The OP's point is that Linux appears to be changing from the past and its roots. That change is duly noted here.


----------



## markbsd (Nov 16, 2013)

I don't think Linux developers or users of any distribution really care what is duly noted here. They're obviously happy with their platform, they only outnumber BSD by about 627,938:1. Developers of either platform probably don't pay much mind to alternatives. There are usually plenty of fanboys for that sort of behaviour.


----------



## Savagedlight (Nov 16, 2013)

Then it's a good thing this thread is about praising the strengths of FreeBSD, even though bad experiences with other operating systems made some people realize those strengths.


----------



## markbsd (Nov 16, 2013)

Savagedlight said:
			
		

> Then it's a good thing this thread is about praising the strengths of FreeBSD, even though bad experiences with other operating systems made some people realize those strengths.



More than 50% of the posts have something (bad) to say about Linux ITT. Can't something be praised without belittling something else?

"We shall have no better conditions in the future if we are satisfied with all those which we have at present." 

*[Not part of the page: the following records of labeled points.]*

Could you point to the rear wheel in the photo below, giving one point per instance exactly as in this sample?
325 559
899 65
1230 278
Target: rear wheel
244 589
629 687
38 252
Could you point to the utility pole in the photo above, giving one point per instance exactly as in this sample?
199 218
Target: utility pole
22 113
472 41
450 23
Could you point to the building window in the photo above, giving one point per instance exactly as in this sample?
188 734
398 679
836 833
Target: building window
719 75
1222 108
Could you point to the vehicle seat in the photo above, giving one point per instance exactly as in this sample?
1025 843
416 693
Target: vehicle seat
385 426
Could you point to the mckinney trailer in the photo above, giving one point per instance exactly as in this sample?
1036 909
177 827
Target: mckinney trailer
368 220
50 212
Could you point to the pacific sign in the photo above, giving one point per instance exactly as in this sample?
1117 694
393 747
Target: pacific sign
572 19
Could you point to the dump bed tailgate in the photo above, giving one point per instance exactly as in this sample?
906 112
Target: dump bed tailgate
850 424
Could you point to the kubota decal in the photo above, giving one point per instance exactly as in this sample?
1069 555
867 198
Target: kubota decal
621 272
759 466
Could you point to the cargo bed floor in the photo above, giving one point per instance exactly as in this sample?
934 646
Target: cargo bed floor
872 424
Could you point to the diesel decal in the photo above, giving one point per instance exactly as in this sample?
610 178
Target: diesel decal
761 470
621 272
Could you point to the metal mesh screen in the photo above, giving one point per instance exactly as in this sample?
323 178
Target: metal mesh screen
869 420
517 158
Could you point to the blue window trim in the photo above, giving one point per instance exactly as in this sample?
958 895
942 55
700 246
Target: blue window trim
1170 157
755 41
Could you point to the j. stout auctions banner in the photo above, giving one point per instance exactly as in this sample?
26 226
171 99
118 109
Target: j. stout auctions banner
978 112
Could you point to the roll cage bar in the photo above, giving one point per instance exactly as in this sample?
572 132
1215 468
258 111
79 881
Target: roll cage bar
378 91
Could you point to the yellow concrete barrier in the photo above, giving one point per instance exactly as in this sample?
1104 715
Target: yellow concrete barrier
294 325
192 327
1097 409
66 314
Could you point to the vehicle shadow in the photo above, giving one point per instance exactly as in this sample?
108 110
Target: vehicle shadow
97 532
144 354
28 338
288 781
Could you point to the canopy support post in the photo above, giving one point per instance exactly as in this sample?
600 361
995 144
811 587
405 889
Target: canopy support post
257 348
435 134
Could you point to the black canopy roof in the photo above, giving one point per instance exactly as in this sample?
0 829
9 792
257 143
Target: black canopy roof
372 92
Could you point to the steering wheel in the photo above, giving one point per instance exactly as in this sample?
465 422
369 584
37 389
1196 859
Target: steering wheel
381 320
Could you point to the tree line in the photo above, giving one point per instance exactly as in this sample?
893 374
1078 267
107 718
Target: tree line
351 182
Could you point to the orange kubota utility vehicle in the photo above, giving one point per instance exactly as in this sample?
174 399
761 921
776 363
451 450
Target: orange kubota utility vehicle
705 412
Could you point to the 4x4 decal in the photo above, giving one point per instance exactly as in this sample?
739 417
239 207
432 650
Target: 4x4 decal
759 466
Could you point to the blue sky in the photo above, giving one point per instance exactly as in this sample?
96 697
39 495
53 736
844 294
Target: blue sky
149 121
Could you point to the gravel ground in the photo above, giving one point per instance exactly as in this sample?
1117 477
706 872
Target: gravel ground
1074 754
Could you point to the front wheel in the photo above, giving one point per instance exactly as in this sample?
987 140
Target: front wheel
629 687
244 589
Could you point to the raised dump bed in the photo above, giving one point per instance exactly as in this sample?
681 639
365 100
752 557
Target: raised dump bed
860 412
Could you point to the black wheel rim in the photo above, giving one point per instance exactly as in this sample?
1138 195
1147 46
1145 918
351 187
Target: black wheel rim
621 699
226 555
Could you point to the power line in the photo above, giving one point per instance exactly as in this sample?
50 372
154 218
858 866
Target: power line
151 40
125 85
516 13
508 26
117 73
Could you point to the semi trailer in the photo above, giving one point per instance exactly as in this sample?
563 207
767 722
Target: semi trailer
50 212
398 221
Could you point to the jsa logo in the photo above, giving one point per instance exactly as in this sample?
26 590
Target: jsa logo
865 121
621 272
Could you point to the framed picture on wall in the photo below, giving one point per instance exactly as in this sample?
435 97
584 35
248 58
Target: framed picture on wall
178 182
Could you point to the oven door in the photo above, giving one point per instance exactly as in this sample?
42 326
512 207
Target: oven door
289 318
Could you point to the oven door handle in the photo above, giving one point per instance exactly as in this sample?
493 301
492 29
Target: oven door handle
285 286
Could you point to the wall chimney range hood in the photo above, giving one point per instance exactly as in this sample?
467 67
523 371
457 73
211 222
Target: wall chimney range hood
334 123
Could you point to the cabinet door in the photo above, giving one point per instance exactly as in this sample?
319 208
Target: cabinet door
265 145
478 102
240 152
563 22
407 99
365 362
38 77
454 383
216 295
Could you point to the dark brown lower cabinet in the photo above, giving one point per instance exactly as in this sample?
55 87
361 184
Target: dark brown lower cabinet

Nothing is perfect, but extolling the virtues of yourself and criticizing others doesn't get you anywhere. Unless you're already perfect, but then you wouldn't be judgmental either.

FreeBSD is great, but there's only about 831,937,450 more Linux users who think Linux is greater. If it were a numbers race, we'd have lost. I prefer thinking about what can make something better, rather than what makes it better than something else. And FreeBSD can definitely be better all on its own without worrying about what Linux is doing.


----------